Last month, we wrote about the rise of AI code – and why it’s critical that human developers remain responsible for outputs, even when they leverage AI tools. Now, a new report from CodeRabbit (which, by the way, is an AI-powered code review tool – worth knowing the context behind their research) lays the risks out in numbers.
The researchers analysed 470 real GitHub open-source pull requests (PRs), comparing 320 labelled as AI co-authored with 150 treated as human-only, and normalised findings as issue rates per 100 PRs. The average AI PR produced 10.83 findings vs 6.45 for human PRs – about 1.7× more issues.
This shows that any organisation using AI to write code needs to make sure they have the capacity to review the output.
The hidden cost is the long tail
Stepping away from the averages for a moment, the report shows AI PRs have a much heavier tail. At the 90th percentile* AI PRs hit 26 issues vs 12.3 for humans; by the 95th percentile, it’s 39.2 vs 22.65.
*(Here, ‘90th percentile’ means the number of issues found in the worst-reviewed 10% of pull requests).
In practice, that means more PRs that stall pipelines, burn reviewer attention, and increase the chance something serious slips through simply because everyone’s skimming.
Along with volume, the severity of issues rises
More findings would be manageable if they were mostly cosmetic. But unfortunately, they aren’t.
When normalised per 100 PRs, critical issues rise from 240 (human) to 341 (AI) – that’s 1.4× higher. Major issues jump from 257 to 447 – 1.7× higher. This suggests AI isn’t just adding noise; it’s increasing the count of defects with real production blast radius.
Where the gap is widest: logic, correctness, and the boring stuff
Top-level category comparisons put logic and correctness at the centre of the gap: 570 findings per 100 AI PRs vs 326 for humans (1.75×).
If we dig deeper, the pattern becomes more actionable. Algorithm and business-logic mistakes show up 194.28 times per 100 AI PRs vs 86 for humans (2.25× higher). Error and exception-handling gaps are nearly doubled (70.37 vs 36; 1.97×). Concurrency control and null-pointer risks also rise sharply.
These are exactly the defects that tend to evade superficial review: the code ‘looks right’, compiles, and even passes happy-path tests – until it hits the edge case that was never modelled.
Security: fewer findings than correctness, but riskier
Security findings are also higher: 94 vs 60 per 100 PRs (1.57×). The standout is improper password handling (hardcoded credentials, unsafe hashing, ad-hoc auth logic): 65.99 vs 35 (1.88×).
And the way the report frames this is worth taking seriously: these aren’t exotic AI-only flaws. They’re foundational mistakes that are appearing more often.

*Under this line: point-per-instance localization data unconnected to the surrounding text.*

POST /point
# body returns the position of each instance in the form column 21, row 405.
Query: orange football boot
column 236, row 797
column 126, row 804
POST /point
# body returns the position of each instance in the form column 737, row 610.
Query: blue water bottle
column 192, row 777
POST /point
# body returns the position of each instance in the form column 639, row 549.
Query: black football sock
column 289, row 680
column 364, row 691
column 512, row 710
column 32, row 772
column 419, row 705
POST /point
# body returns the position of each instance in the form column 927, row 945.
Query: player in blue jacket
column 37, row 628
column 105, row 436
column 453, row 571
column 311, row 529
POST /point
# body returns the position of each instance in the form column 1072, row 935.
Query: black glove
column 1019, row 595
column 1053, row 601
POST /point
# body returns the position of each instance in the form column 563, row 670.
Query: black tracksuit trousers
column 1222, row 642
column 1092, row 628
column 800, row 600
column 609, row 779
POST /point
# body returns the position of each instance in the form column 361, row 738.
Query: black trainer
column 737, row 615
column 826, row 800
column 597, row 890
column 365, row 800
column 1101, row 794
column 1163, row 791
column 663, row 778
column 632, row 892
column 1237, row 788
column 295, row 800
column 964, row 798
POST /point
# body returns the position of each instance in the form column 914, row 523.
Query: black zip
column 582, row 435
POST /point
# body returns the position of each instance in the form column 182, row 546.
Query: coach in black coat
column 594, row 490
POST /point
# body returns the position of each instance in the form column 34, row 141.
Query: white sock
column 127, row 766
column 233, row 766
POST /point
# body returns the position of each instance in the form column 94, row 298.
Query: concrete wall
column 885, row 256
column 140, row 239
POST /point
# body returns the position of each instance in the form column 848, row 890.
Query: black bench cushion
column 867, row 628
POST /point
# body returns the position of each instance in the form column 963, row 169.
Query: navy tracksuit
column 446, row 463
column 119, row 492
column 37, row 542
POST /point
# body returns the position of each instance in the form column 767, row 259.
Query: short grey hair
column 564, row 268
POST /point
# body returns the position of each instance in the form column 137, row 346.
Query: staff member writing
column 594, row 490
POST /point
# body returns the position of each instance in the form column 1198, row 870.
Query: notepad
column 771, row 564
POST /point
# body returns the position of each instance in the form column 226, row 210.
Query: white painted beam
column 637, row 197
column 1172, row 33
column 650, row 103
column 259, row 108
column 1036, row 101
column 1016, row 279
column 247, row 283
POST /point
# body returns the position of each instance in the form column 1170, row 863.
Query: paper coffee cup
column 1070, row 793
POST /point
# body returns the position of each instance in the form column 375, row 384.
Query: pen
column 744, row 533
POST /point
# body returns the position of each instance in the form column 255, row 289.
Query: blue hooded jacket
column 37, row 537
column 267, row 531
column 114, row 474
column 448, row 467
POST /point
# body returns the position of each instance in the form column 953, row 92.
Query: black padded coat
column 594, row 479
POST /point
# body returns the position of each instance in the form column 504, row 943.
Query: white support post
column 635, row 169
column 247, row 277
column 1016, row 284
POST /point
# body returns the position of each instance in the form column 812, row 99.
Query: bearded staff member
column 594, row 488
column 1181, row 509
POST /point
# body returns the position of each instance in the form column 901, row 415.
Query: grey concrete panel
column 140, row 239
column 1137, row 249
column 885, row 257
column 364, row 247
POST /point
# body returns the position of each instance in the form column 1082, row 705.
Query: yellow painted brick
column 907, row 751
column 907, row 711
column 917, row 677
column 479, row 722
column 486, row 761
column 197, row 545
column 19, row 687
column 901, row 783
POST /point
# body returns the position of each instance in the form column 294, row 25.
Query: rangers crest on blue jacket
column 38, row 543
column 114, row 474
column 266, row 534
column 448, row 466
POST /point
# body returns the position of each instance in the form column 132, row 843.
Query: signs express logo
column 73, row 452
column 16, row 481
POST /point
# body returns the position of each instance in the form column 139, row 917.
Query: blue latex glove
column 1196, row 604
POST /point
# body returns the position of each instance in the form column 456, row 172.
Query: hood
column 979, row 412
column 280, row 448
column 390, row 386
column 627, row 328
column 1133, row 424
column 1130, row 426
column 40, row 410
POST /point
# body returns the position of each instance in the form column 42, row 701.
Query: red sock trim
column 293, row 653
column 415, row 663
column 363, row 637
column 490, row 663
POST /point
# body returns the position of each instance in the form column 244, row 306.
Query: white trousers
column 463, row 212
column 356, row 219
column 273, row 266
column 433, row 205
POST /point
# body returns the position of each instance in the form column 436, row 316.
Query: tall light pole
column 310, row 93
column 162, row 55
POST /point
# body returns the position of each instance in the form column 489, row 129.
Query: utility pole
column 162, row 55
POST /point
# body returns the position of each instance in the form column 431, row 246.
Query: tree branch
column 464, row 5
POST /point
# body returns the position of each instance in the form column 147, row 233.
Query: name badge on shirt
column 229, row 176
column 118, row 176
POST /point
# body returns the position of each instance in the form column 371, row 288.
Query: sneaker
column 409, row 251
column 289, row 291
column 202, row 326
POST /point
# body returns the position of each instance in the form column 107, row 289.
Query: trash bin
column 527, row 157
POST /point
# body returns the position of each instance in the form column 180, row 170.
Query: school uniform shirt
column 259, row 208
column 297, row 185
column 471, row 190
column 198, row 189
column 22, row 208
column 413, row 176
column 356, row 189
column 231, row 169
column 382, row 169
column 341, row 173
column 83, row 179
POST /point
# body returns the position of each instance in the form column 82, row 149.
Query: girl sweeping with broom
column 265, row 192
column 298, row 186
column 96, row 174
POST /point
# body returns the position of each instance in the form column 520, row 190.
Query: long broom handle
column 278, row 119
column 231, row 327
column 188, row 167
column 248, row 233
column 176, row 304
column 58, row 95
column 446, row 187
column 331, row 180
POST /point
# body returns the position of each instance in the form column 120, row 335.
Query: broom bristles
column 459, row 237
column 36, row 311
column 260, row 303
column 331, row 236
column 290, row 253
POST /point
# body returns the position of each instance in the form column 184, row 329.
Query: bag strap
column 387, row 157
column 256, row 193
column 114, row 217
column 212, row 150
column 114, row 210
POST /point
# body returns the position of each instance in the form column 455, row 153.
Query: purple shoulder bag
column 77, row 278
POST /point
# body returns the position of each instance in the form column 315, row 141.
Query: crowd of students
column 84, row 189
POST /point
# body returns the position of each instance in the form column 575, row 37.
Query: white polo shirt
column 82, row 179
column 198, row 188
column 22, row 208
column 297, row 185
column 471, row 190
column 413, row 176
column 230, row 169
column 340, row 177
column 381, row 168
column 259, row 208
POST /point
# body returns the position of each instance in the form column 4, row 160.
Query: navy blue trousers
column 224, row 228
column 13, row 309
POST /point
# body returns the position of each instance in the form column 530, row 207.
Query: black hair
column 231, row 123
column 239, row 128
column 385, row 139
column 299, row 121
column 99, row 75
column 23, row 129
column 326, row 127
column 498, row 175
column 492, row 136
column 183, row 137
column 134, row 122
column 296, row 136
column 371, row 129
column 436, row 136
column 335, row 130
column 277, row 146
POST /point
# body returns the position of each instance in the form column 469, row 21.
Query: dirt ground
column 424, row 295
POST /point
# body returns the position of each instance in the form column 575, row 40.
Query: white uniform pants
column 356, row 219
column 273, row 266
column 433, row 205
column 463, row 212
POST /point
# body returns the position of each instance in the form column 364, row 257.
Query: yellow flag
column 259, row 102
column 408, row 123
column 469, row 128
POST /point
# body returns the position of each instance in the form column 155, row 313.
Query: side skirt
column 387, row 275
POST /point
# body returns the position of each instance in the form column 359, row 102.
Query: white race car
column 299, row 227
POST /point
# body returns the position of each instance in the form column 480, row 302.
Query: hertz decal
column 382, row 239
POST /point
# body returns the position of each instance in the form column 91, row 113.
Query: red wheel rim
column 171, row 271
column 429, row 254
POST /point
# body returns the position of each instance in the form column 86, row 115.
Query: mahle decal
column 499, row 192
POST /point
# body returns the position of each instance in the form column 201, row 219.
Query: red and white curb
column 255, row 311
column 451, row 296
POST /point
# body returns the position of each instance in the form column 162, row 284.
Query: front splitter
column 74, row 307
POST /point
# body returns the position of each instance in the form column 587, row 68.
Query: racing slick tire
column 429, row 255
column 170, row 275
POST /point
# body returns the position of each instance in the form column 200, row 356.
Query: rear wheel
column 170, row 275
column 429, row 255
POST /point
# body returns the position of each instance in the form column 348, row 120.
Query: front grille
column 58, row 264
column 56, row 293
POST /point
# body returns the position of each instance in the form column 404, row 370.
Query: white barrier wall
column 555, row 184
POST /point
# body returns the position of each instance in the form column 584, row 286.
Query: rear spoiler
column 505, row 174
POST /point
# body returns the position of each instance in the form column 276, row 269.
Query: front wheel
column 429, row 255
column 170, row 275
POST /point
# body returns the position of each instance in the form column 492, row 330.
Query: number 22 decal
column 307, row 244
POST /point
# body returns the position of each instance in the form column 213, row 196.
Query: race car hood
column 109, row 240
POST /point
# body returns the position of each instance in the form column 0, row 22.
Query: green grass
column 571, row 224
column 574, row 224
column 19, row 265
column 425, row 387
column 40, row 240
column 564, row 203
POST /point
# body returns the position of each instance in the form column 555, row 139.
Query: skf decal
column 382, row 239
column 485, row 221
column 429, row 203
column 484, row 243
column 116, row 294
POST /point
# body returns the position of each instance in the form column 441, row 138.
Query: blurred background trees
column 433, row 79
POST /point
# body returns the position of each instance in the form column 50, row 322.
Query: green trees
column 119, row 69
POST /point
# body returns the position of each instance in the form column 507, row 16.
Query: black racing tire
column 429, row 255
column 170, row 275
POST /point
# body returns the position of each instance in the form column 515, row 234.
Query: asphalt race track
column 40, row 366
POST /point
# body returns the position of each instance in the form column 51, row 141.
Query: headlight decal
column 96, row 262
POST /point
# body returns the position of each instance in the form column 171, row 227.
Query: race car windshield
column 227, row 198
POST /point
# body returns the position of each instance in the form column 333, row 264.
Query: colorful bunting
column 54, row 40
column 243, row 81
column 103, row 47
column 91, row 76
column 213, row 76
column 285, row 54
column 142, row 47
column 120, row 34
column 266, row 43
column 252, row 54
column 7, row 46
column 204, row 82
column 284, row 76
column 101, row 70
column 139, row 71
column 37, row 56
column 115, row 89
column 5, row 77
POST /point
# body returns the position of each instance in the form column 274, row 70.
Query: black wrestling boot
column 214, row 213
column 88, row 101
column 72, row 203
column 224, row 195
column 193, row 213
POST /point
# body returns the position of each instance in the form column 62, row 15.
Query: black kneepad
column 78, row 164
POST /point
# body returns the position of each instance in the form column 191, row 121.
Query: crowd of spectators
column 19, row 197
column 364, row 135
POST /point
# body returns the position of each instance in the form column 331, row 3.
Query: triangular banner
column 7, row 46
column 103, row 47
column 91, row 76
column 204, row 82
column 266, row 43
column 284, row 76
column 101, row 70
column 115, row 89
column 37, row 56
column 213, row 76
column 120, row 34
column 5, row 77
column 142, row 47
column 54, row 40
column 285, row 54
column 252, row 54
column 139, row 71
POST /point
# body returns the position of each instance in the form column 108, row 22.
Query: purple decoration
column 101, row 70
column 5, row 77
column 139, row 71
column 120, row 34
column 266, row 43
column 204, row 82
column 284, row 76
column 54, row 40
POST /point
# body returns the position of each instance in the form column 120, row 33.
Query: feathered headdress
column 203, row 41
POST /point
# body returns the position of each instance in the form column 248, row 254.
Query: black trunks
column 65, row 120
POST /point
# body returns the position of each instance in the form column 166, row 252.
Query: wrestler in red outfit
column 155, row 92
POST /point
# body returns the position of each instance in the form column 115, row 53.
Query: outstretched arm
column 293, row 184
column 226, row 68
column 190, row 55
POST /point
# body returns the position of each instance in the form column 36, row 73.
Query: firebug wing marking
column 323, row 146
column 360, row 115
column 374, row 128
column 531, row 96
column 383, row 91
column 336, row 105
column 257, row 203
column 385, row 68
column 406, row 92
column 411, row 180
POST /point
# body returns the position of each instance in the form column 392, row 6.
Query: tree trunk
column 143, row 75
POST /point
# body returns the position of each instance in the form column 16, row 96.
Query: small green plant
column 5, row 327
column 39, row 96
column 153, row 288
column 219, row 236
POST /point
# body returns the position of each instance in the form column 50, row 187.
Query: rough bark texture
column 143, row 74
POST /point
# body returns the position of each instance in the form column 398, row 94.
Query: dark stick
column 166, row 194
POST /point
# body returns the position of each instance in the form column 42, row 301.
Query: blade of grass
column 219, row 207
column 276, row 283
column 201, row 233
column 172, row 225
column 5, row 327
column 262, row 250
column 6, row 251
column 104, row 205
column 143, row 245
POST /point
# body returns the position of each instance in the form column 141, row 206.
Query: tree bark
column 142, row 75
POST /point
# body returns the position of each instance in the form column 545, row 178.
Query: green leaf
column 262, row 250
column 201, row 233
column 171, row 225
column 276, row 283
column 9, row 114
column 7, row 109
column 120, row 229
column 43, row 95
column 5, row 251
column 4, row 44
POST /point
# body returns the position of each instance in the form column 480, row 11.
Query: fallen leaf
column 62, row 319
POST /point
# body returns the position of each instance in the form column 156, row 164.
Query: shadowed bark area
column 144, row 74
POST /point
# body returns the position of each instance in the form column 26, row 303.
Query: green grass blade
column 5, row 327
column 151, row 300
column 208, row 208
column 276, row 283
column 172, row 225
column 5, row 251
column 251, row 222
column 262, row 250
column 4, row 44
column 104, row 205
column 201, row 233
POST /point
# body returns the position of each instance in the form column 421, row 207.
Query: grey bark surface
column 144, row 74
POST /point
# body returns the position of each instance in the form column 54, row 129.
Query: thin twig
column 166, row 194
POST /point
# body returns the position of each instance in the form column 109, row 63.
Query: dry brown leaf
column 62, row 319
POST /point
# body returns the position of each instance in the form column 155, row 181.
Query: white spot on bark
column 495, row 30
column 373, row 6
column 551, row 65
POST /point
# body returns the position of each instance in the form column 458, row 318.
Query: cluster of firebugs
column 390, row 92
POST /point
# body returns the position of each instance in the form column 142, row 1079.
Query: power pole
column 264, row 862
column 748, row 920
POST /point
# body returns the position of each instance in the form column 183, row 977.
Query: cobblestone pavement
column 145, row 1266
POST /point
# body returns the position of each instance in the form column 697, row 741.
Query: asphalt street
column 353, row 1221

A nuance you should remember
Not everything gets worse. Humans showed more spelling errors and slightly more testability issues in this dataset, which we think is a helpful reminder that ‘human-only’ isn’t a quality guarantee – it’s just a different risk profile.
If you’re adopting AI coding tools, the report suggests your review discipline needs to evolve: focus hard on domain logic, error paths, dependency ordering, concurrency, and credential-handling defaults – and assume you’ll see more spiky PRs that require deeper scrutiny.